I’ve known for some time that clock-timing accuracy is essential to good-sounding digital-audio reproduction. But I didn’t realize just how important it was until I heard the Esoteric G-0Rb Rubidium Master Clock Generator. That’s right—the G-0Rb is an atomic clock in your equipment rack that provides an ultra-precise timing reference for the digital-to-analog conversion process.
Frankly, I thought an atomic clock with timing precision of ±0.05 parts-per-billion would be overkill. Esoteric already has reduced timing inaccuracy (clock jitter) in its products through the use of a separate clock line between transport and processor, as well as a system in which the processor is the master and the transport a slave. But apparently this wasn’t good enough, leading Esoteric’s Motoaki Ohmachi to create a timing device based on the element rubidium.
The G-0Rb looks at first glance like it could be a digital-to-analog converter. The unit is sheathed in Esoteric’s gorgeous metalwork, matching the P-03 universal transport and D-03 digital-to-analog converter in my equipment rack. The rear panel, however, reveals its uniqueness in the audio world—it holds eight BNC clock-output jacks, a BNC clock-input jack, and an AC power socket. A narrow front-panel display indicates the G-0Rb’s output frequency, which is adjustable via a row of buttons (see sidebar for specifics).
The G-0Rb can be used with Esoteric transports and processors that accept an external clock signal, as well as with products from other manufacturers that have a word-clock input. The G-0Rb’s outputs feed the clock-input jacks on a transport and digital-to-analog converter. In my case, front-panel switches on the P-03 and D-03 disengage the units’ conventional on-board clocks and accept the clock from the G-0Rb. Consequently, comparing the sound of the digital front end with and without the clock is as simple and fast as pushing two buttons.
And pushing those two buttons renders a staggering improvement in virtually every aspect of the music presentation. In fact, engaging the G-0Rb catapults the sound of the already great P-03/D-03 into another league, particularly with recordings that have a good sense of space and depth to begin with.
Features and Technology
The G-0Rb has three separate clock-output sections, each of which can be independently set to 1x, 2x, or 4x the base frequencies of 44.1kHz and 48kHz. (An additional frequency is available for synchronizing PAL-based video products.) Each section has two outputs, allowing up to six products to be locked to the G-0Rb. These clock-output frequencies correspond to the common sampling rates of 44.1kHz (CD and SACD) and 48kHz (DVD). An additional output frequency of 100kHz is also available, which Esoteric thinks might become a universal standard in the future. The 100kHz output also simplifies operation by obviating the need to change the clock-output frequency when switching between sources (CD and DVD-A, for example) or between different oversampling frequencies. The selected output frequencies are shown on a front-panel display that also has a small “Rb” indicator to show when the rubidium clock is stabilized, which takes a full ten minutes after turning on the G-0Rb. A clock input jack is provided for future applications; Esoteric mentions that the G-0Rb can be connected to an even more precise clock based on the element cesium.

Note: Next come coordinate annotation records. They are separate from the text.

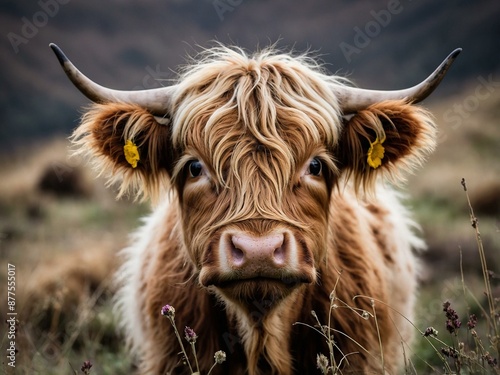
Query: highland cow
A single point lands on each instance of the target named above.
(269, 179)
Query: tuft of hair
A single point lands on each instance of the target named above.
(102, 135)
(225, 91)
(410, 136)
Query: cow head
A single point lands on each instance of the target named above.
(252, 148)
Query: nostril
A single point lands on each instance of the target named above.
(237, 255)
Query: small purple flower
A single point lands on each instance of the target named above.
(430, 331)
(87, 365)
(168, 311)
(190, 335)
(219, 357)
(322, 363)
(472, 321)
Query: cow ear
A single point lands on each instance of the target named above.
(387, 138)
(128, 144)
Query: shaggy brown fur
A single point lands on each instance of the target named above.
(255, 124)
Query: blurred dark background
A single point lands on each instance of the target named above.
(129, 44)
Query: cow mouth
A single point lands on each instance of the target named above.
(284, 281)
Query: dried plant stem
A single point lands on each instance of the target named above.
(172, 321)
(482, 257)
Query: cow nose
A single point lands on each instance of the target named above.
(250, 250)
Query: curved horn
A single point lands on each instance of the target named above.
(354, 99)
(157, 101)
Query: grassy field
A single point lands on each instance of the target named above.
(52, 228)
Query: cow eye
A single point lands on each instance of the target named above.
(195, 168)
(315, 167)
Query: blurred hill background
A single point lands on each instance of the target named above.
(129, 44)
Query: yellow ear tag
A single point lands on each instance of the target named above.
(131, 153)
(376, 153)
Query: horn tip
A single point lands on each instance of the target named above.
(59, 53)
(455, 53)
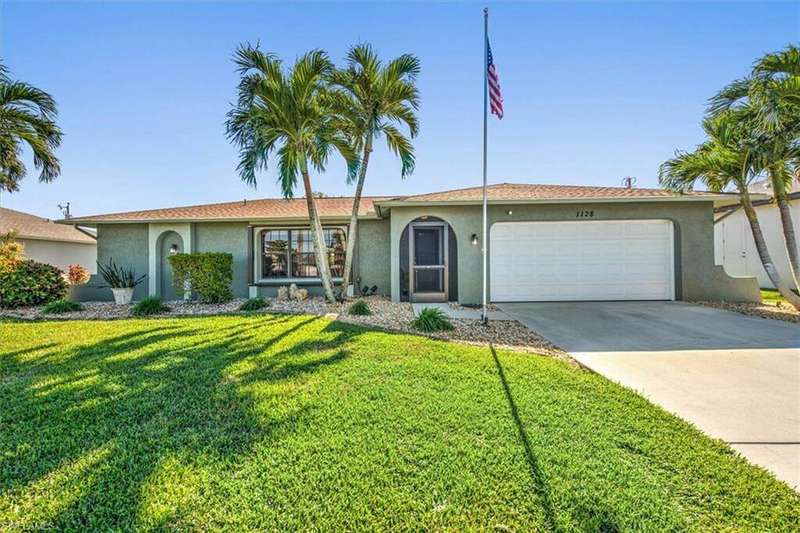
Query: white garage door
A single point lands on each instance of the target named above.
(586, 260)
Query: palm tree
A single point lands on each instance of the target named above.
(372, 100)
(287, 114)
(27, 116)
(725, 161)
(770, 101)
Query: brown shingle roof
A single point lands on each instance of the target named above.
(339, 207)
(528, 191)
(33, 227)
(242, 210)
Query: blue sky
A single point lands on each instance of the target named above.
(593, 91)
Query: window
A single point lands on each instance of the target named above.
(290, 253)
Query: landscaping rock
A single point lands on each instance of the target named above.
(283, 293)
(785, 312)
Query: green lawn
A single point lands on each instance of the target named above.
(295, 422)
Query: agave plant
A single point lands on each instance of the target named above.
(118, 277)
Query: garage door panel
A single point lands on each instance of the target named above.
(587, 260)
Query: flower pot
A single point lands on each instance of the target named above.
(123, 296)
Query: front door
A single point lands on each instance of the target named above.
(428, 258)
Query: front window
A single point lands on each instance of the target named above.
(290, 253)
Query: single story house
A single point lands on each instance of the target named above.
(546, 243)
(51, 243)
(734, 247)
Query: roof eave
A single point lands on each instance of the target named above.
(54, 239)
(718, 199)
(247, 220)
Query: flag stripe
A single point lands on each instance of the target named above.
(495, 96)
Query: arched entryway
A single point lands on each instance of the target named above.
(428, 261)
(170, 243)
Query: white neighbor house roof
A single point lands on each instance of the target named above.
(30, 226)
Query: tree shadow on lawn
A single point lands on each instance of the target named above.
(150, 394)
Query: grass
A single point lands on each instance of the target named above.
(273, 422)
(58, 307)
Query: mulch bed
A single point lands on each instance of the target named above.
(786, 312)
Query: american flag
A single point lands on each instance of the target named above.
(495, 97)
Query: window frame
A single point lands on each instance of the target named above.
(258, 255)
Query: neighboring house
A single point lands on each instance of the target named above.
(734, 247)
(546, 243)
(48, 242)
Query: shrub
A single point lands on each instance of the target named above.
(149, 306)
(431, 319)
(359, 308)
(31, 283)
(61, 306)
(254, 304)
(118, 277)
(208, 274)
(78, 275)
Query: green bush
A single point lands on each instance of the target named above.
(431, 319)
(61, 306)
(149, 306)
(31, 283)
(208, 274)
(254, 304)
(359, 308)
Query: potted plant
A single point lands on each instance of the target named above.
(121, 281)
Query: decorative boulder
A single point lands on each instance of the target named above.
(293, 291)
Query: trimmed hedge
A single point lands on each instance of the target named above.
(30, 283)
(208, 274)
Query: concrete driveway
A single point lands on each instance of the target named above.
(735, 377)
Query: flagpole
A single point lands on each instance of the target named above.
(484, 316)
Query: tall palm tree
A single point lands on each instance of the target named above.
(287, 114)
(721, 162)
(372, 100)
(27, 117)
(770, 101)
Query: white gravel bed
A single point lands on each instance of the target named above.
(385, 315)
(786, 312)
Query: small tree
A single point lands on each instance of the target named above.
(27, 117)
(11, 250)
(724, 161)
(288, 115)
(375, 100)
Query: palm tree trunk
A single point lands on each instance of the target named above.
(763, 253)
(320, 249)
(353, 232)
(790, 238)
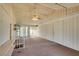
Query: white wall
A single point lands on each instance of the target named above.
(6, 18)
(64, 31)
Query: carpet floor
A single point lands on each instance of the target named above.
(42, 47)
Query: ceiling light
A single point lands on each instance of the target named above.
(35, 18)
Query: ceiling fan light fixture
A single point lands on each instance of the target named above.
(35, 18)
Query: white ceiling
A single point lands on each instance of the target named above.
(24, 12)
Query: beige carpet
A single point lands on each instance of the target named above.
(42, 47)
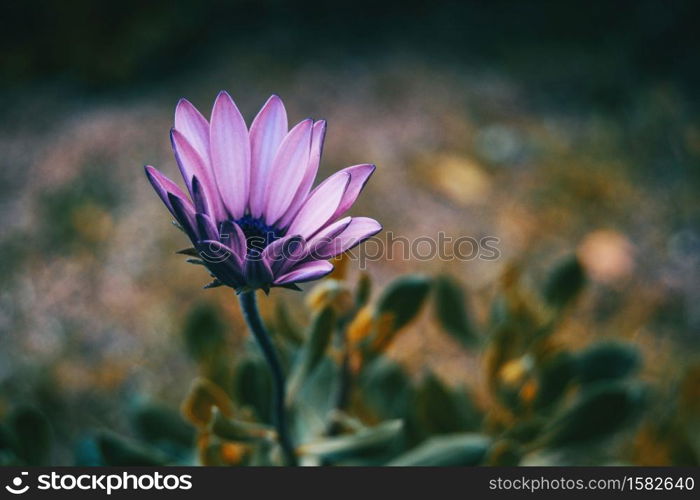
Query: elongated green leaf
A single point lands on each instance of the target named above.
(252, 386)
(448, 450)
(565, 282)
(33, 435)
(238, 430)
(365, 441)
(157, 423)
(442, 410)
(387, 388)
(204, 332)
(554, 377)
(403, 299)
(600, 411)
(285, 325)
(121, 451)
(606, 361)
(313, 349)
(452, 312)
(363, 291)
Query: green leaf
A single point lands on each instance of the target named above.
(204, 332)
(565, 282)
(403, 299)
(33, 435)
(387, 388)
(313, 349)
(237, 430)
(448, 450)
(285, 325)
(607, 361)
(441, 410)
(253, 386)
(363, 291)
(369, 440)
(555, 375)
(600, 411)
(452, 312)
(120, 451)
(156, 424)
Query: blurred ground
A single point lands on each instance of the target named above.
(558, 144)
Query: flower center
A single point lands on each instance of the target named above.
(258, 235)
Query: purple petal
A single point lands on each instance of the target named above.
(320, 205)
(198, 196)
(317, 137)
(205, 227)
(328, 234)
(222, 262)
(307, 271)
(190, 123)
(192, 165)
(230, 154)
(277, 252)
(359, 175)
(359, 229)
(162, 186)
(287, 171)
(233, 237)
(266, 135)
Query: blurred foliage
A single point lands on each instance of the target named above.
(541, 402)
(550, 125)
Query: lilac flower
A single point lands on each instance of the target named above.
(252, 215)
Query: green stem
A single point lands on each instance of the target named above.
(252, 316)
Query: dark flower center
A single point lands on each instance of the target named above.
(258, 235)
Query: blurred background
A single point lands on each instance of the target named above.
(557, 127)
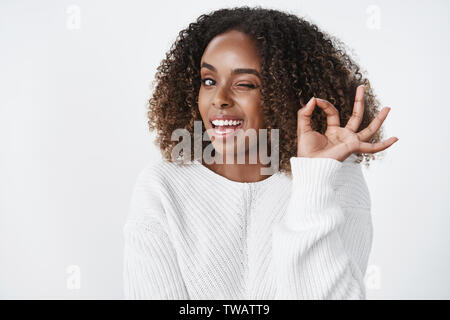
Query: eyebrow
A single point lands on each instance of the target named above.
(235, 71)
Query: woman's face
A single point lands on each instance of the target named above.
(230, 90)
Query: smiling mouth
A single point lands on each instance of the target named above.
(226, 128)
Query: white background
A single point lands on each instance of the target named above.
(73, 135)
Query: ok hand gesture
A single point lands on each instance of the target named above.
(339, 143)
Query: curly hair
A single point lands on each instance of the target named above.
(298, 61)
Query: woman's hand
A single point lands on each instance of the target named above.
(339, 143)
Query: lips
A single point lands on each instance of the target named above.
(225, 125)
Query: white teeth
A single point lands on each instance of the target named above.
(226, 122)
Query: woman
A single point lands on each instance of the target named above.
(214, 230)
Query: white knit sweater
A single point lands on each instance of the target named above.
(194, 234)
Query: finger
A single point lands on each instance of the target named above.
(304, 116)
(331, 112)
(366, 147)
(358, 110)
(373, 127)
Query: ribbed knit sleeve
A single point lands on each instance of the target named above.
(321, 247)
(151, 269)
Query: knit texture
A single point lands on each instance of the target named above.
(194, 234)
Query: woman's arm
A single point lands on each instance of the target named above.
(151, 270)
(322, 246)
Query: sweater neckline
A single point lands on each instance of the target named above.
(218, 177)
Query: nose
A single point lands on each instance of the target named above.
(221, 99)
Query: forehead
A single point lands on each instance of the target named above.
(232, 49)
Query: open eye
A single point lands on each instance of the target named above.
(204, 81)
(248, 85)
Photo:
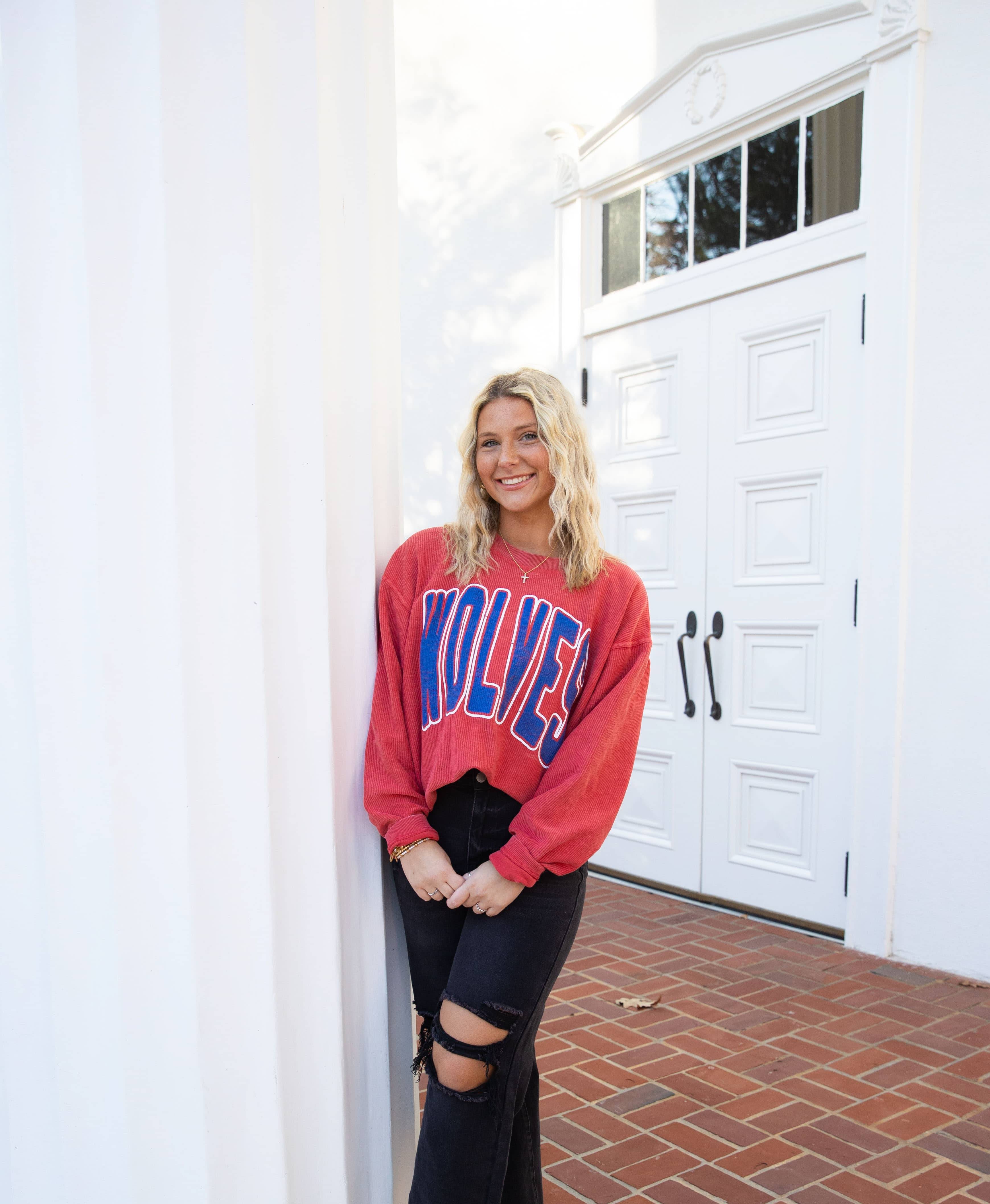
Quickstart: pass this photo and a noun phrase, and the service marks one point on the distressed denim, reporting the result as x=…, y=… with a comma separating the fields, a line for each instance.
x=482, y=1147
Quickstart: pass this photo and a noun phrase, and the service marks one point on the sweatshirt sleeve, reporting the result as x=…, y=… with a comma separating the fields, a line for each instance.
x=568, y=819
x=394, y=796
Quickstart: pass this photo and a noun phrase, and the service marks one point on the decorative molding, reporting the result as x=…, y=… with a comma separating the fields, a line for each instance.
x=717, y=71
x=565, y=139
x=821, y=17
x=895, y=17
x=894, y=46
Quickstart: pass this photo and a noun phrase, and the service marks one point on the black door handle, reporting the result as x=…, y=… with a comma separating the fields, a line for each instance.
x=689, y=707
x=717, y=630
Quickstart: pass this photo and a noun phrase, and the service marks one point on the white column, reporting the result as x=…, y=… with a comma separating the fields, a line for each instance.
x=890, y=157
x=199, y=407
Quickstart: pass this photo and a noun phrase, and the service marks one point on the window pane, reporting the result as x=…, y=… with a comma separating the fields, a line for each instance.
x=717, y=205
x=621, y=243
x=771, y=185
x=833, y=163
x=668, y=226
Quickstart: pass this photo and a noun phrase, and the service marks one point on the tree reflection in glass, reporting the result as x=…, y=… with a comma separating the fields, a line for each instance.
x=833, y=158
x=717, y=205
x=621, y=243
x=771, y=185
x=668, y=226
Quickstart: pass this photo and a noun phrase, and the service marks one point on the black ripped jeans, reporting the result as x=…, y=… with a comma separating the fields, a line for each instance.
x=482, y=1147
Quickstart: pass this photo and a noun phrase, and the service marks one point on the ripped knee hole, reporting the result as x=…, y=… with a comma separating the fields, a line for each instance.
x=465, y=1048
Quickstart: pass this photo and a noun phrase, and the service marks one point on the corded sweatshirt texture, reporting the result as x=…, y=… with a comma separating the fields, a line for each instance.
x=539, y=687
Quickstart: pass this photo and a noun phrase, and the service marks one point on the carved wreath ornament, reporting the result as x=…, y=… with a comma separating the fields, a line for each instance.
x=695, y=116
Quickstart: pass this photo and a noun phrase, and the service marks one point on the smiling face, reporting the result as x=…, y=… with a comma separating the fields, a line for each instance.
x=512, y=463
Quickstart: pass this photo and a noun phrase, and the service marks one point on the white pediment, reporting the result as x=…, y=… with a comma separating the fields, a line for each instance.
x=725, y=88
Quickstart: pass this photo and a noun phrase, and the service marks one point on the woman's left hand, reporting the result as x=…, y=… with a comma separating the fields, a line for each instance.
x=485, y=890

The heart of the G-0Rb is a rubidium core housed in a sub-enclosure filled with gas that is tuned to a microwave frequency. Rubidium is a naturally occurring element that happens to vibrate at a super-precise frequency. Rubidium clocks have been used in commercial and aerospace applications for years. Interestingly, the great recording engineer Roger Nichols (Steely Dan’s Aja and Gaucho, to name two) once created and sold a rubidium clock to synchronize digital-audio gear in recording studios.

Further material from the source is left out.